Overall, the spirulina beads produced using external gelation with 7% alginate and 15% calcium chloride had the maximum resistance against compression and exhibited the greatest hardness. Alginate beads are largely used for food applications, and therefore they should possess suitable mechanical properties to withstand the stresses exerted during food processing [17].

3.4. Protein Analysis

The protein content of the beads produced using each of the six different treatment methods was evaluated using the Dumas method. The data showing crude protein of the spirulina- alginate beads was analyzed by ANOVA. Figure 4 shows the crude protein content of spirulina-alginate beads prepared by external gelation and internal gelation. From the figure, it can be seen that external gelation beads possess higher protein content than the internal gelation beads. The external gelation beads had protein content ranging between 7.29% and 7.59%, while internal gelation beads had protein content around 2.2%. The method of gelation had a significant impact on the protein content of the beads. However, in both external and internal gelation, the concentration of sodium alginate or calcium chloride did not significantly influence the protein content of the formulated beads.

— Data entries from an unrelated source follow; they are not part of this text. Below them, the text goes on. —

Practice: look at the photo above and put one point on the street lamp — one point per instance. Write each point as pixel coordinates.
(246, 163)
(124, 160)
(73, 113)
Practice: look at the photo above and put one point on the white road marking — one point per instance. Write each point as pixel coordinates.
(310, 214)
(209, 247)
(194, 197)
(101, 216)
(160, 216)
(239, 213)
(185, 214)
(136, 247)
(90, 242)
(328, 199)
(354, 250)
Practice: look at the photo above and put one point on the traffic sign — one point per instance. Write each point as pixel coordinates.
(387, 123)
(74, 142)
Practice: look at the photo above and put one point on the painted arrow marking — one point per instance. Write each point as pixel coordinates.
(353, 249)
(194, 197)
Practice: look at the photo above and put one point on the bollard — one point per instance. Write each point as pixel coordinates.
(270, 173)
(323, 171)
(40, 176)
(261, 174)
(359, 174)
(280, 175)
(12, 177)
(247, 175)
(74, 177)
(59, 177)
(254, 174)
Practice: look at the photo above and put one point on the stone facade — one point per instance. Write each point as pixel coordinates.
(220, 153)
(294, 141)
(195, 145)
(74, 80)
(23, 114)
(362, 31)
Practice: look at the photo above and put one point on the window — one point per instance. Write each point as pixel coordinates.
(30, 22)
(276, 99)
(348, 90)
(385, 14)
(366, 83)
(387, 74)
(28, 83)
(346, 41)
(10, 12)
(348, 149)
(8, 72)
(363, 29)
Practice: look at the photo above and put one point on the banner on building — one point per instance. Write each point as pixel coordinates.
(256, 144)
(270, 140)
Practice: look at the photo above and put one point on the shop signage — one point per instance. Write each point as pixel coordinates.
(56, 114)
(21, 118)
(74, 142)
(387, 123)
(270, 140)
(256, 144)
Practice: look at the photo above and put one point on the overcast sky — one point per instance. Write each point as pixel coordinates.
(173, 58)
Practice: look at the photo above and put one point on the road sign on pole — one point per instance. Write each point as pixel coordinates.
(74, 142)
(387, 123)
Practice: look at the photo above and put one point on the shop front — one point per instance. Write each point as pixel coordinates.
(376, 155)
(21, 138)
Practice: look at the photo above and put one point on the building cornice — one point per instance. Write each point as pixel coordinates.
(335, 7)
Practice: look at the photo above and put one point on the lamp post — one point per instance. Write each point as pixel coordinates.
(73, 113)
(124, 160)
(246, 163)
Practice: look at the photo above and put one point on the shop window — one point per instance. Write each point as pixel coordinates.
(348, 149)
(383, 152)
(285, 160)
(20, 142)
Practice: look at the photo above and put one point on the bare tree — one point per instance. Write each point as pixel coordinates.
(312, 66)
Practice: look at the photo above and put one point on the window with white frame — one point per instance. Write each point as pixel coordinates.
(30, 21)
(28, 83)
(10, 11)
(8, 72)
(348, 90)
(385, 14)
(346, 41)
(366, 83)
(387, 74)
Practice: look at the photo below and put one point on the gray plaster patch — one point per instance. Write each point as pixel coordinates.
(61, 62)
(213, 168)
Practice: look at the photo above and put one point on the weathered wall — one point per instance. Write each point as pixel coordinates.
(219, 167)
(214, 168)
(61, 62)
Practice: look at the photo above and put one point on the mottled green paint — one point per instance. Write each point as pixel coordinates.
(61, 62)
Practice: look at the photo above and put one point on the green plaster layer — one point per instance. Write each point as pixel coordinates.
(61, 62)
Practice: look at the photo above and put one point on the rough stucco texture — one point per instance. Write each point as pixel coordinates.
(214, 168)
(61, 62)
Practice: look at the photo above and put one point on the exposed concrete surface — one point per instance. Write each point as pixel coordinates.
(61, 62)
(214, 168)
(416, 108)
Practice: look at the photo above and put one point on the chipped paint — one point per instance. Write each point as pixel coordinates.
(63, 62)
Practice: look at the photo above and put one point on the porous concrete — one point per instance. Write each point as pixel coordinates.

Figure 4: Crude protein content of spirulina-alginate beads for different formulations. Error bars represent ±S.D (n= 3). The bars with different letters are significantly different (α =0.05).
3.5. Encapsulation Efficiency

The encapsulation efficiency was determined based on the fraction of protein in the initial mixtures before forming beads compared to the amount of protein in the final beads. From the protein content graph (Figure 4), it is clear that gelation method has a huge influence on the amount of protein retained, which directly correlates to the encapsulation efficiency. Irrespective of the sodium alginate and calcium chloride concentration, external gelation beads had an encapsulation efficiency around 78%, and internal gelation beads had an encapsulation efficiency around 23%. Overall, the encapsulation efficiency of external gelation beads was significantly higher than the encapsulation efficiency of internal gelation beads.

4. Conclusions

This study showed that it is possible to encapsulate spirulina protein using ionic gelation. Irrespective of the gelation method, an increase in the concentration of sodium alginate significantly increased the thickness of the beads. However, an increase in calcium chloride concentration did not significantly affect either thickness (mm) or length (mm) of the beads. External gelation beads exhibited a more uniform, homogeneous morphology compared to internal gelation beads. The hardness of the beads prepared by external gelation was significantly higher than the hardness of the beads prepared by internal gelation. The external gelation beads also possessed significantly higher protein content than the internal gelation beads and therefore exhibited much higher encapsulation efficiency than the internal gelation beads. Findings from this study suggest that alginate is suitable for encapsulation of spirulina protein and in the future these beads could be used for incorporation of alternative protein sources into food products.

Data Availability

The data used to support the findings of this study are available from the corresponding author upon request.

Disclosure

This work is reported in the M.S. thesis of Mr. Deepak Rajmohan [22] and was also presented as a poster at the 2017 IFT annual meeting [23].

Conflicts of Interest

The authors declare that they have no conflicts of interest.

Acknowledgments

This work was funded by the Robert M. Kerr Food and Agricultural Products Center at Oklahoma State University.